Sont-ce des rhumatismes, ou simplement le poids de mes valises? Mes genoux me font affreusement souffrir, si je le pouvais, je m’enfoncerais dans un lit de fougères, je m’abandonnerais au chant du rossignol, je m’endormirais pour peut-être, enfin, me reposer. Mais je dois continuer sur ce chemin. Me traîner jusqu’au prochain village, puis au prochain, et encore au prochain. Toujours un autre village, ils en ont semé à l’infini!

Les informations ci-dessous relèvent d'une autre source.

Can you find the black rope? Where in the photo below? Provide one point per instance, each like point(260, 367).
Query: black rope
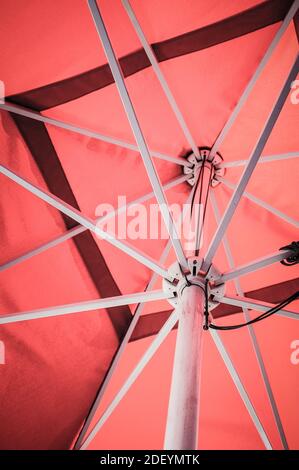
point(294, 257)
point(261, 317)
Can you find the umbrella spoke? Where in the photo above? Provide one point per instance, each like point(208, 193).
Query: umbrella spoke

Ils sont tous morts, ceux qui vivaient là-bas. Tellement morts, que je m’étonne de bouger encore, d’avoir encore la force de soulever ces pieds.
Depuis mon départ, je me répète que ça n’a aucun sens. Pendant que je marche, des bêtes se chassent et se dévorent, juste là, à côté, dans la forêt. Des hommes partent à la guerre. Des enfants brisent des carreaux avec leurs balles. Des voiles s’envolent derrière de jolies femmes. Des volcans. Des rivières. Des secousses innombrables, partout.
Vivre dans tout cela. Avoir l’impression d’en être, membre du club de ce qui remue, se démène, vaque à ses affaires, s’ennuie.
Voilà un autre village. Je leur serrerai la main, je danserai, et je poursuivrai mon chemin. Ils sauront, pendant qu’ils boivent, que je marche encore.